In [None]:

import os
import sys
import csv
import django
import json
import pandas as pd

from pathlib import Path
from django.conf import settings
from django.db import connection
from hawc.apps.vocab.models import GuidelineProfile

## Export spreadsheet with corresponding HAWC vocab ids

In [None]:
"""
SELECT
    endpoint_target.id,
    endpoint_category.name AS endpoint_category,
	endpoint_type.name AS endpoint_type,
    endpoint_target.name AS endpoint_target
FROM
    public.vocab_term AS endpoint_target
LEFT JOIN
    public.vocab_term AS endpoint_type ON endpoint_target.parent_id = endpoint_type.id
LEFT JOIN
    public.vocab_term AS endpoint_category ON endpoint_type.parent_id = endpoint_category.id
WHERE
    endpoint_target.type = 4 AND endpoint_target.namespace=2;
"""

In [4]:
# Combine the spreadsheet and replace the endpoint_ids with the Hawc toxref
hawc_df = pd.read_csv('C:/Users/63080/Downloads/hawc/hawc_toxref_export.csv')
guideline_df = pd.read_csv('C:/Users/63080/Downloads/hawc/guideline_profile.csv')

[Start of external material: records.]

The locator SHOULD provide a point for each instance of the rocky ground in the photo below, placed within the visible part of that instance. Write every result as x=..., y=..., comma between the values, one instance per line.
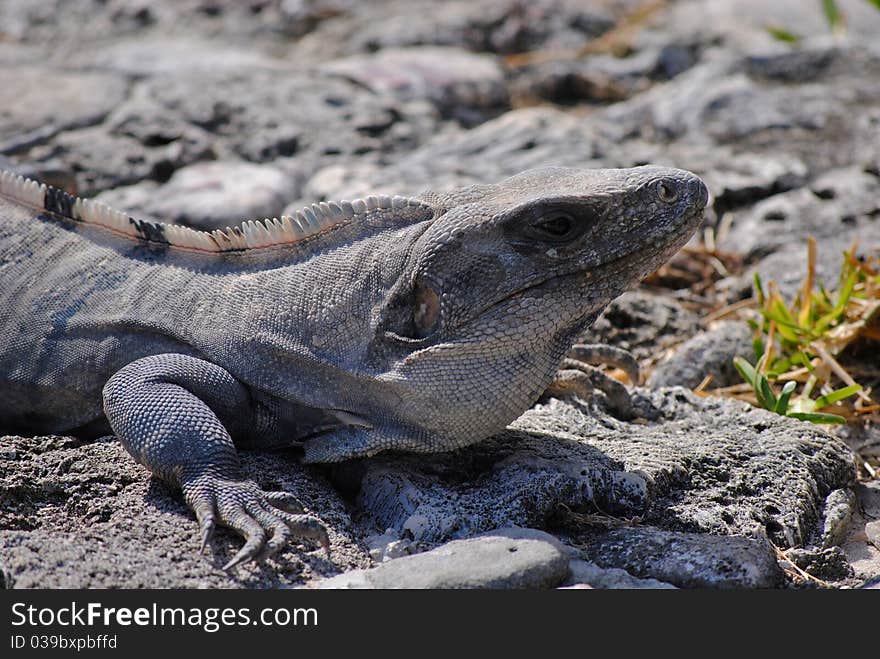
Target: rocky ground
x=207, y=112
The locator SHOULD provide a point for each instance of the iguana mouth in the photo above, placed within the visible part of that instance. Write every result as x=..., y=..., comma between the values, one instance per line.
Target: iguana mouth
x=619, y=263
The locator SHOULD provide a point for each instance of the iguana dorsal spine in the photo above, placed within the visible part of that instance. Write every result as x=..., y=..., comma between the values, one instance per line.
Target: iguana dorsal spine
x=309, y=222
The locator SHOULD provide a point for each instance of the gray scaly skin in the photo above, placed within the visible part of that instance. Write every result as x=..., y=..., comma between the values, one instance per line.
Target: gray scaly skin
x=420, y=324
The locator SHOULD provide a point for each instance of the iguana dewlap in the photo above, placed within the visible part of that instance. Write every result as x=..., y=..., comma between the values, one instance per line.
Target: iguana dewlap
x=420, y=324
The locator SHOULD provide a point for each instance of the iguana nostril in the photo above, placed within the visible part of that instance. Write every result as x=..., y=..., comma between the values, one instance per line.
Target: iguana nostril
x=698, y=193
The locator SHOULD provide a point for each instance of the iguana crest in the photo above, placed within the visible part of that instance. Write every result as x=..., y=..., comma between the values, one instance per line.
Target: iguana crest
x=306, y=223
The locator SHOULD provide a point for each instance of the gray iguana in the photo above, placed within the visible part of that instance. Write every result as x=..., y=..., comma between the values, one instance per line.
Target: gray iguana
x=409, y=323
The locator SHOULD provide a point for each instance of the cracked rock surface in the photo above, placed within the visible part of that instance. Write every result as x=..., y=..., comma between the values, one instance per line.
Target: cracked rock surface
x=208, y=113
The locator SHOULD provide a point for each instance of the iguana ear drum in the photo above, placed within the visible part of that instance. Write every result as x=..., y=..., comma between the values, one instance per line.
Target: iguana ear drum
x=426, y=310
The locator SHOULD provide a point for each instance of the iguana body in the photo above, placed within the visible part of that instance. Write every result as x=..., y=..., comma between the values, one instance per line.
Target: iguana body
x=413, y=324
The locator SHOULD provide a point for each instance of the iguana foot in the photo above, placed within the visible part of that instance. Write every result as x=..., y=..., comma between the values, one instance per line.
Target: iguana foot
x=253, y=513
x=578, y=375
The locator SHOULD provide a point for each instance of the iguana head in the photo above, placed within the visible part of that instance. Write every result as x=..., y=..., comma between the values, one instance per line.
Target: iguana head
x=501, y=282
x=552, y=236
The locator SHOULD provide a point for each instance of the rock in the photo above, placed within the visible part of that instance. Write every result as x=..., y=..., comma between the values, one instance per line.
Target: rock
x=464, y=86
x=643, y=323
x=210, y=195
x=496, y=26
x=828, y=564
x=587, y=573
x=703, y=465
x=708, y=353
x=162, y=55
x=729, y=100
x=515, y=479
x=837, y=206
x=838, y=511
x=491, y=561
x=49, y=101
x=687, y=560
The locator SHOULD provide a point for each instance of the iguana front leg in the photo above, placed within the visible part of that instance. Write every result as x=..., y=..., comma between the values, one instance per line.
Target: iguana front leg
x=578, y=375
x=171, y=413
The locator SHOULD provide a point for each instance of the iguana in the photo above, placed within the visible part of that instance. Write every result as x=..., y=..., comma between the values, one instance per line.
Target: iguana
x=409, y=323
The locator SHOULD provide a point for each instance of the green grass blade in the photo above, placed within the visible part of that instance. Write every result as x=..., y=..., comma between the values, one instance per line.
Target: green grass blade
x=766, y=393
x=781, y=34
x=834, y=396
x=746, y=370
x=759, y=289
x=832, y=14
x=782, y=403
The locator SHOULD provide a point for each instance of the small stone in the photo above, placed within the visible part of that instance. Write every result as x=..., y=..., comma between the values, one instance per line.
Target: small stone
x=491, y=561
x=687, y=559
x=829, y=564
x=590, y=575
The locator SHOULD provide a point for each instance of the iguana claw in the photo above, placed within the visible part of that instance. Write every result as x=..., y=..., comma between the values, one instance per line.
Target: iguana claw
x=253, y=513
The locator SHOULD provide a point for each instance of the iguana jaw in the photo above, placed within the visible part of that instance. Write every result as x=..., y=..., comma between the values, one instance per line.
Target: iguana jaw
x=614, y=276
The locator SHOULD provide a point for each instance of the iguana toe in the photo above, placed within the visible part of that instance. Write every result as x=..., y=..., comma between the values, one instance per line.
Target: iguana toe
x=244, y=507
x=581, y=379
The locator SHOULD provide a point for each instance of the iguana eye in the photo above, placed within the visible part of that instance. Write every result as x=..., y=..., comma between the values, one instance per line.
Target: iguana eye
x=667, y=192
x=555, y=227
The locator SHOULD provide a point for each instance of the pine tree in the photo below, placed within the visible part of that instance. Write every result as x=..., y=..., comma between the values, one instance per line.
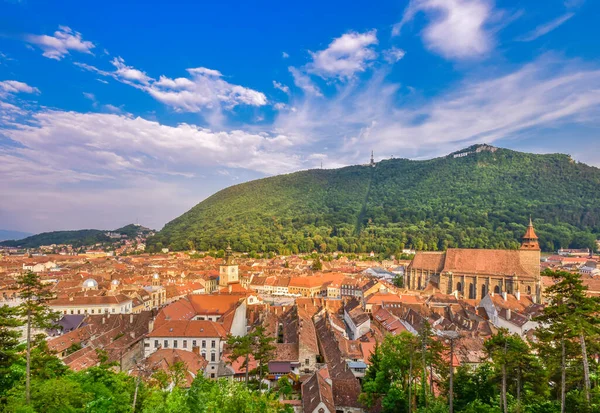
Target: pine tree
x=263, y=348
x=570, y=315
x=9, y=340
x=37, y=314
x=241, y=346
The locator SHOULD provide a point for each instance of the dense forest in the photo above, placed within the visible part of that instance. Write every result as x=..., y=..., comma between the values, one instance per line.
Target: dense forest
x=75, y=238
x=482, y=199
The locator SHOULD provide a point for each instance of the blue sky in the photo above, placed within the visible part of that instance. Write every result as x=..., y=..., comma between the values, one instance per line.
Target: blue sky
x=118, y=112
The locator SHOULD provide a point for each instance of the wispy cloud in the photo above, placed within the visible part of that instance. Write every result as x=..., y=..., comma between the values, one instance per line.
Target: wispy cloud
x=393, y=55
x=61, y=43
x=203, y=89
x=285, y=89
x=546, y=28
x=456, y=28
x=345, y=56
x=14, y=86
x=543, y=94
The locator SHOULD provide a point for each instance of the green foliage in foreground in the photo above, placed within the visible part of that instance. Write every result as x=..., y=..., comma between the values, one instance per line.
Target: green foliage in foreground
x=482, y=200
x=514, y=377
x=100, y=389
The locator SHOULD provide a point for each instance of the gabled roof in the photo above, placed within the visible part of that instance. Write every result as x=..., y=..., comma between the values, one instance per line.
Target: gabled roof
x=483, y=261
x=192, y=328
x=314, y=391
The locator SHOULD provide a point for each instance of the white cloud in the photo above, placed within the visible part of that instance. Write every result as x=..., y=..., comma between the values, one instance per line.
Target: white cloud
x=544, y=94
x=14, y=86
x=112, y=108
x=285, y=89
x=204, y=89
x=58, y=46
x=456, y=28
x=109, y=144
x=345, y=56
x=303, y=82
x=546, y=28
x=128, y=72
x=393, y=54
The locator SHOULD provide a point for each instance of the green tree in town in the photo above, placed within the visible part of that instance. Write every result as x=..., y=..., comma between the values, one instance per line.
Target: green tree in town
x=317, y=264
x=36, y=312
x=9, y=341
x=570, y=315
x=263, y=349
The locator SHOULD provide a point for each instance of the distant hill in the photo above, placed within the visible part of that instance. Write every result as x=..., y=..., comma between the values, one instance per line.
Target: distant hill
x=13, y=235
x=480, y=197
x=76, y=238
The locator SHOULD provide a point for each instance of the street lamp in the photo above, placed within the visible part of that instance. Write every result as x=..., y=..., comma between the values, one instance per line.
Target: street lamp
x=450, y=336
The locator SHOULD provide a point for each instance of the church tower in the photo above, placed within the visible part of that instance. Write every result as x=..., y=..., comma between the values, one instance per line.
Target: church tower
x=530, y=239
x=530, y=256
x=228, y=271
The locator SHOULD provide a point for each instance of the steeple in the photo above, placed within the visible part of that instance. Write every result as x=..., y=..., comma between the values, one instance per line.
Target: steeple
x=228, y=255
x=530, y=239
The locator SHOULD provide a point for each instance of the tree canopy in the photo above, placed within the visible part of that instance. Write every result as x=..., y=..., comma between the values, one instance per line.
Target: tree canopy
x=482, y=200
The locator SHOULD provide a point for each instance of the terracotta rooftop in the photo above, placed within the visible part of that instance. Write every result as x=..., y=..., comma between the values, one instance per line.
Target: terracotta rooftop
x=192, y=328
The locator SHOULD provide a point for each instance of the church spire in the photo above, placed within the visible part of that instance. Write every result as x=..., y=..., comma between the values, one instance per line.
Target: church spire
x=530, y=239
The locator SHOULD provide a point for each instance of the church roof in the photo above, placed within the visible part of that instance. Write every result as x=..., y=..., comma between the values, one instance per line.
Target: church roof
x=429, y=261
x=530, y=233
x=472, y=261
x=482, y=261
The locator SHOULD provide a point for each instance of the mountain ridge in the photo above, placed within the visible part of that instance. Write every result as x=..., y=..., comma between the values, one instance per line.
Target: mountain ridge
x=479, y=197
x=74, y=237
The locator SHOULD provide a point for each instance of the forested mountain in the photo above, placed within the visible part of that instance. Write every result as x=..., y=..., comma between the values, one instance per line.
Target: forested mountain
x=76, y=238
x=7, y=234
x=480, y=197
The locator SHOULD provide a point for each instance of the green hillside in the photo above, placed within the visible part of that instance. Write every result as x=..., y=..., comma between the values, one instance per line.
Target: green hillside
x=482, y=200
x=75, y=238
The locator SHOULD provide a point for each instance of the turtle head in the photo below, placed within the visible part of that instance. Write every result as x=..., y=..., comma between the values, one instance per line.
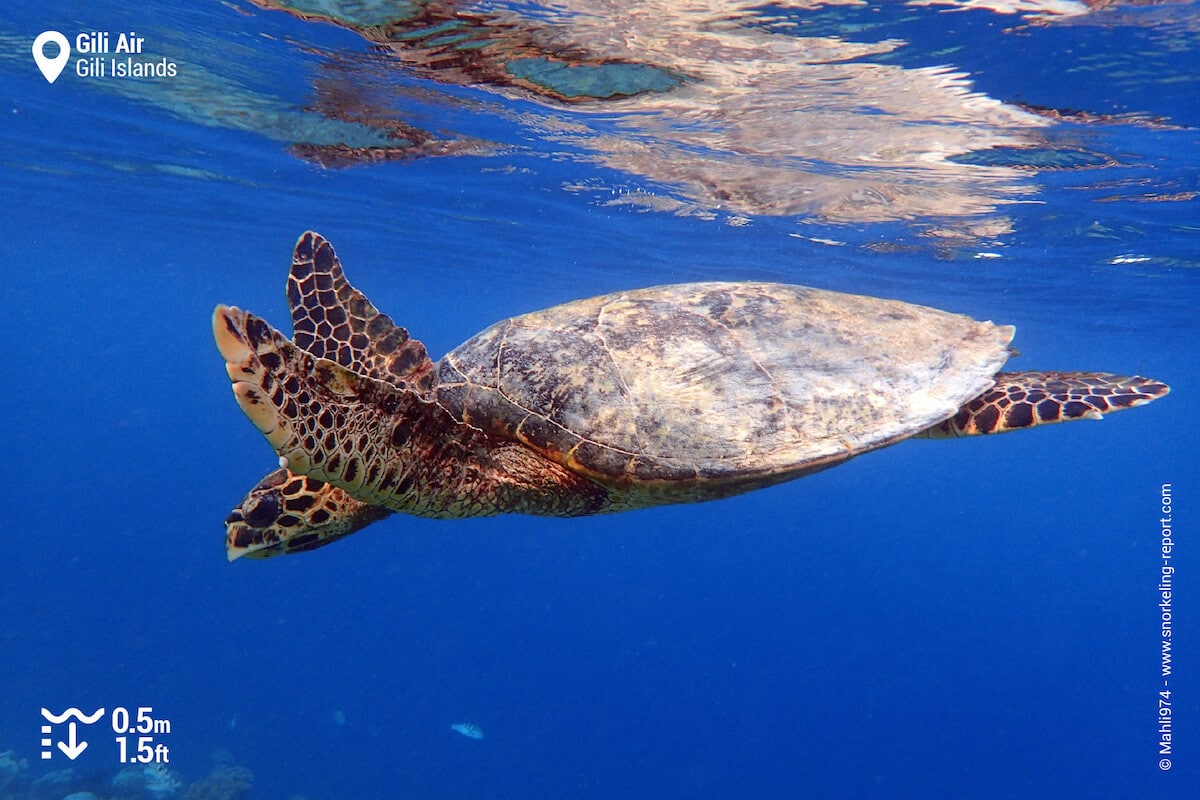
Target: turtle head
x=292, y=513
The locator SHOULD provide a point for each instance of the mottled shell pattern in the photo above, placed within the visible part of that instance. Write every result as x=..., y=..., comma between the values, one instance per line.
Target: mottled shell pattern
x=717, y=382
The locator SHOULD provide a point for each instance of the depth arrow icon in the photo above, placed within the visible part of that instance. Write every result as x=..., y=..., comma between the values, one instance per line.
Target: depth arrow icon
x=72, y=746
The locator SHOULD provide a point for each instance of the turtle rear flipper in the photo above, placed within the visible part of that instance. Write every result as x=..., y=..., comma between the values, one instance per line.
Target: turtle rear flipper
x=1024, y=400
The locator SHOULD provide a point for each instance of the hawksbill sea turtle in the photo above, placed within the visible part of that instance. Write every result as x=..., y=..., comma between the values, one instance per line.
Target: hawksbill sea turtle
x=675, y=394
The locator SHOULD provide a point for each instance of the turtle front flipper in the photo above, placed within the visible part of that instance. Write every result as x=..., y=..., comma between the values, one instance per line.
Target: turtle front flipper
x=311, y=410
x=331, y=319
x=1024, y=400
x=293, y=513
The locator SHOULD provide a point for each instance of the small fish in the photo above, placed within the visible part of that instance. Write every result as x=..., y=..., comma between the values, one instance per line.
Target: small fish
x=468, y=729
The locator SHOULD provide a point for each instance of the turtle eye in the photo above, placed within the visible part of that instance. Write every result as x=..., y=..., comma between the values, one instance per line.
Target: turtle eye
x=264, y=511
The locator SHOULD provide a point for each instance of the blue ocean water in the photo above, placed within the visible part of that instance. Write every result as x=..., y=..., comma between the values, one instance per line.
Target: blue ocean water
x=975, y=618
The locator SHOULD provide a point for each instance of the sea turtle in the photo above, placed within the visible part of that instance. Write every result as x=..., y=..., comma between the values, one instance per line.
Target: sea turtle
x=675, y=394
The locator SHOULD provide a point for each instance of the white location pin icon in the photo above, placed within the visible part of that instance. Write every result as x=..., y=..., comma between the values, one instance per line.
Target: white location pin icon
x=51, y=67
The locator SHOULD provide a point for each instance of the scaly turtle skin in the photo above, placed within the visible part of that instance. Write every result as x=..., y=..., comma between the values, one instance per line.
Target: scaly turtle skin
x=675, y=394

for df in [hawc_df, guideline_df]:
    df["endpoint_category"] = df["endpoint_category"].str.strip()
    df["endpoint_type"] = df["endpoint_type"].str.strip()
    df["endpoint_target"] = df["endpoint_target"].str.strip()

# Merge the DataFrames on vocab columns
df = pd.merge(guideline_df, hawc_df[['id', 'endpoint_category', 'endpoint_type', 'endpoint_target']],
                     on=['endpoint_type', 'endpoint_category', 'endpoint_target'], how='left')

# Replace the endpoint_id column values
df['endpoint_id'] = df['id']

# Drop the term columns as they're no longer needed
df.drop(columns=['id'], inplace=True)
df.drop(columns=['endpoint_type'], inplace=True)
df.drop(columns=['endpoint_category'], inplace=True)
df.drop(columns=['endpoint_target'], inplace=True)
df.rename(columns={'guideline_profile_id': 'id'}, inplace=True)

# Clean up data
df["obs_status"] = df["obs_status"].str.strip()
df["description"] = df["description"].str.strip()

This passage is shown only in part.